Admittedly these are small rays of hope easily overwhelmed by the storms that seem to continuously roll over the world. But evolution often acts that way. Not so long ago on this little world a small environmental niche was filled by a species of tribal ape that learned to communicate. A blink later in the time frame of the cosmos and its descendants have overwhelmed the planet, walked on the moon, and sent machines out of the solar system. A like threshold in social evolution certainly seems possible. Somewhere a small society forms that actually figures out how to govern itself well, provide for it members in a sustainable way that includes treating everyone fairly and justly, who also learn to protect themselves from the abuse of power wielded by others both inside and outside of the society. This small group would be overwhelmingly successful. Even without any imperialistic impulses of its own, surrounding groups would copy the successful formula. Given the speed of worldwide communications it isn't hard to image this new society sweeping around the world in just two or three generations.
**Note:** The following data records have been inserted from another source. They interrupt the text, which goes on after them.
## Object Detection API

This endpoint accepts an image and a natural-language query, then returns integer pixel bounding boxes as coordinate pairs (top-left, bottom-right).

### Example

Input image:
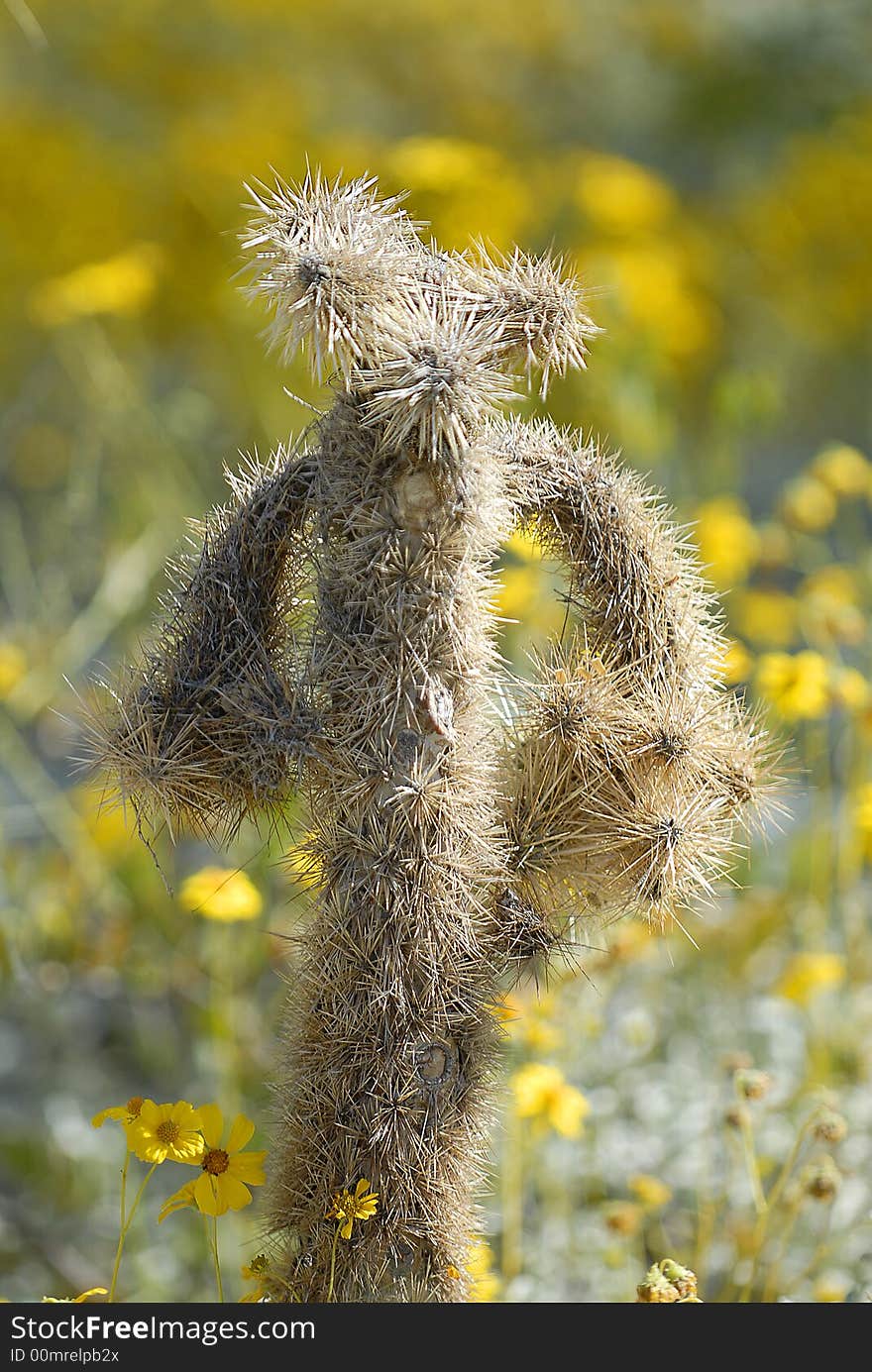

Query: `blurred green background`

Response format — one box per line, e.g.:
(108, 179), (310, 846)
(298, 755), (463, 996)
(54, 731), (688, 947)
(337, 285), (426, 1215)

(0, 0), (872, 1302)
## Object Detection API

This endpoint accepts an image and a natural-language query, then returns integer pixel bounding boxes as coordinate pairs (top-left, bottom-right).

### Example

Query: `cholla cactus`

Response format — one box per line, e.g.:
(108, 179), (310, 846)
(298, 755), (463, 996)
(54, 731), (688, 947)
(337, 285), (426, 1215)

(88, 175), (762, 1301)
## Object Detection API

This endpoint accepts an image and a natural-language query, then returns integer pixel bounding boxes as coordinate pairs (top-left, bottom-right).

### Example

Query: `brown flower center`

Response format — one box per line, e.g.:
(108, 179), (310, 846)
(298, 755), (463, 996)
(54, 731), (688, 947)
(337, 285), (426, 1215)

(203, 1148), (231, 1177)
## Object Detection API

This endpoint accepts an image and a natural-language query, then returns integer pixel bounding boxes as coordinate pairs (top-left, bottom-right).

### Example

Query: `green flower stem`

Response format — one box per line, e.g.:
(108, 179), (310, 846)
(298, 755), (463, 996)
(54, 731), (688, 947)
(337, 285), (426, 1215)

(203, 1214), (224, 1305)
(327, 1221), (341, 1305)
(106, 1152), (158, 1305)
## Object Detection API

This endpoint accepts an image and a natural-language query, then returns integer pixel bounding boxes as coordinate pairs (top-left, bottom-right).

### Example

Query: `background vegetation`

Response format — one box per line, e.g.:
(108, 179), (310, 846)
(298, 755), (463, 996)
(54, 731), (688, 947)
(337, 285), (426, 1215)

(0, 0), (872, 1302)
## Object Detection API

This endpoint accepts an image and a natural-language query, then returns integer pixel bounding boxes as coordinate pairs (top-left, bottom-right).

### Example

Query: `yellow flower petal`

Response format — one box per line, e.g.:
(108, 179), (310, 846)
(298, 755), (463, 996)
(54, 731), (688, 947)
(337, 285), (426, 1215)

(193, 1172), (228, 1214)
(229, 1152), (267, 1187)
(216, 1169), (252, 1211)
(90, 1106), (128, 1129)
(227, 1115), (254, 1152)
(198, 1104), (224, 1148)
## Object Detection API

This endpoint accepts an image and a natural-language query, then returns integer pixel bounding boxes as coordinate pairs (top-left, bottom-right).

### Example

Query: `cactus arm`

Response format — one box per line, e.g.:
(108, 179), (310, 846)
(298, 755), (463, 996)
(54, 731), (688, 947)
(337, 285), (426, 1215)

(493, 423), (766, 922)
(90, 449), (316, 831)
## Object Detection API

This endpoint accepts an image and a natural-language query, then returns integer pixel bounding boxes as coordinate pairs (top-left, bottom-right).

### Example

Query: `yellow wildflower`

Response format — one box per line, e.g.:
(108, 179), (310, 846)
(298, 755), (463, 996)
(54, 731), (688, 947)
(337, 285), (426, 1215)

(576, 153), (676, 235)
(812, 443), (872, 498)
(511, 1062), (591, 1139)
(504, 528), (542, 563)
(239, 1253), (270, 1305)
(43, 1287), (108, 1305)
(629, 1172), (672, 1211)
(30, 243), (161, 328)
(128, 1101), (203, 1162)
(327, 1177), (379, 1239)
(721, 638), (754, 686)
(776, 952), (844, 1005)
(0, 641), (28, 699)
(757, 649), (829, 720)
(185, 1105), (267, 1214)
(178, 867), (264, 923)
(466, 1239), (499, 1305)
(636, 1258), (702, 1305)
(695, 495), (759, 587)
(730, 588), (797, 648)
(782, 476), (836, 534)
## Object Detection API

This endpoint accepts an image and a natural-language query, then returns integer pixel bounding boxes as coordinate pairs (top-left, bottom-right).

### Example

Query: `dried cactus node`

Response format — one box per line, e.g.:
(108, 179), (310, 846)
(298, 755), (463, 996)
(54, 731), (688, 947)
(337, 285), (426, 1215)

(86, 165), (766, 1301)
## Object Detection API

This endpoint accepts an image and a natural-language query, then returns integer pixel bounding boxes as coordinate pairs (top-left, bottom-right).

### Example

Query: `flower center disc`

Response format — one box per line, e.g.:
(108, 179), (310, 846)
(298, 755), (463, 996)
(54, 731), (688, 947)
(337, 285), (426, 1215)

(203, 1148), (231, 1177)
Exactly what this new society would look like is impossible to say from this side of the threshold. But taking a bit of hope from the idea that the threshold might already be upon us doesn't feel like a bad idea. All the chaos loose in the world today could be seen as not much more than the final frenzy of a whole raft of bad ideas about to be swept away. Religion and tribal politics, war and endless violence, greed and the lust to have more than the person sitting next to you when you already have everything you need, the hypocrisy of demanding "freedom" is the right to tell other people how they should live, all ideas that simply are not working. The religious, the professional politician, the war lords, the corporate masters and tin pot dictators large and small; even some of them must realize that it isn't working, that the party is almost over.
The evolution of the universe teams with new and unexpected things bursting onto the scene.
Maybe we just need to hold on for a little longer.